I played a bit with Inform 7 last year as part of a (purely recreational) project was running. It was a lot of fun to write in, but as a language it’s actually not much more efficient than doing the same thing in PERL. The main advantage was the huge amount of stuff the libraries give you for free.

It occurs to me that since only three different things ever happen in the game (see something, receive something, change form), level design here can be almost completely separate from the UI. As you imply, the same “story” could make equal sense as a text adventure, a bunch of clickable still images, or as a fully-animated hoojamaflip.

So, if you can provide a framework, there’s a strong case here for user-generated content. In-jokes work better if your expected audience are in on them, so a dragon in a Tolkien fanfic game behaves differently from a dragon in a Pratchett fanfic game.
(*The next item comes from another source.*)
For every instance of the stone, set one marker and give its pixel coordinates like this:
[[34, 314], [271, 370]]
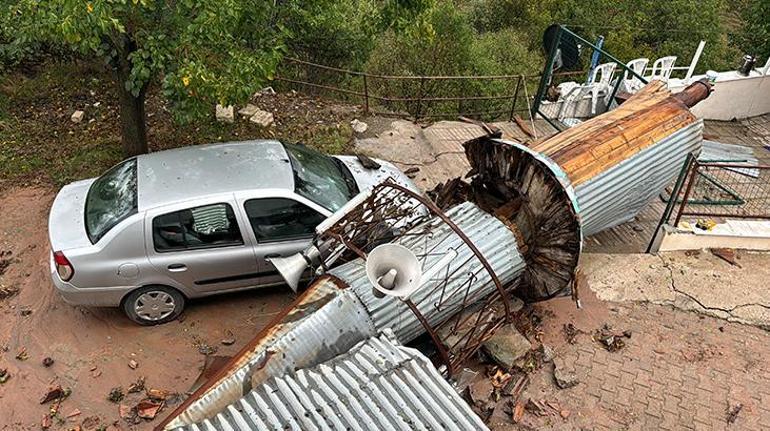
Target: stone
[[248, 110], [77, 116], [506, 346], [225, 114], [262, 118], [563, 378], [358, 126]]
If the engine can combine objects which have full animation for the transformations and whatnot, with objects which don’t (yet), then it might all work fairly smoothly while still giving designers the freedom to invent arbitrary objects with minimal effort.

I’m not sure how one goes about turning user-generated content into dollars, but there certainly seem to be a lot of people who believe it to be possible.

I’m assuming, by the way, that if people enjoy playing the levels, and if the tools are there and work well, then they will enjoy designing their own, even if they aren’t usually games modders.

This might be completely false. But the level design kit I’m imagining is basically a graphical chart of what happens when X clicks Y, plus a means of assigning descriptions, graphics and sounds to the various forms and interactions. So providing working tools is hopefully not the insurmountable challenge it is with many games.

Mm, that’s the sort of thing I’m imagining too. I don’t know of any game where it’s really at all practical for casual users to create levels, but this idea is limited enough in scope that it might be.

(Of course, if they’re really casual, then the levels they create will be rubbish 😉

there certainly seem to be a lot of people who believe it to be possible

Call me again when one of them makes their first dollar!

(In the games industry at the moment the received wisdom is the opposite – that it’s basically impossible to make money from user created content.)

Mm, my feeling is you can raise interest and extend user enjoyment by letting users create content — but I don’t see any realistic way to make money in any direct sense.

Call me again when one of them makes their first dollar!

There is that, but belief can be a powerful thing. My best-guess strategy at the moment for making money out of user-generated game content would be to take it to someone who is currently making money out of user-generated non-game content, sell it to them before they notice that it just doesn’t work, and run for the hills. But as I say, I don’t actually know how to do all that. I know you need numbers, and enough ad revenue to make it look as though you might some day break even. From what you say, it sounds as though you also need a subject isolated from the games industry.

Mark Zuckerberg would be an excellent mark if he could be hit. In revenge for his infamous business card and other such wankery.

In revenge for his infamous business card and other such wankery.

I thought that was pretty funny, actually. But if you need revenge, console yourself with the thought that he failed to sell FaceBook back when it looked valuable, which likely cost him millions of dollars.

It sounds a bit like a cross between the Grow games and a bit like the Escape the room games (which are normally horribly obtuse, in my view). I do like room escape games, but the logic is often horrible.

The IF world did have a series of one room games, which were kinda fun.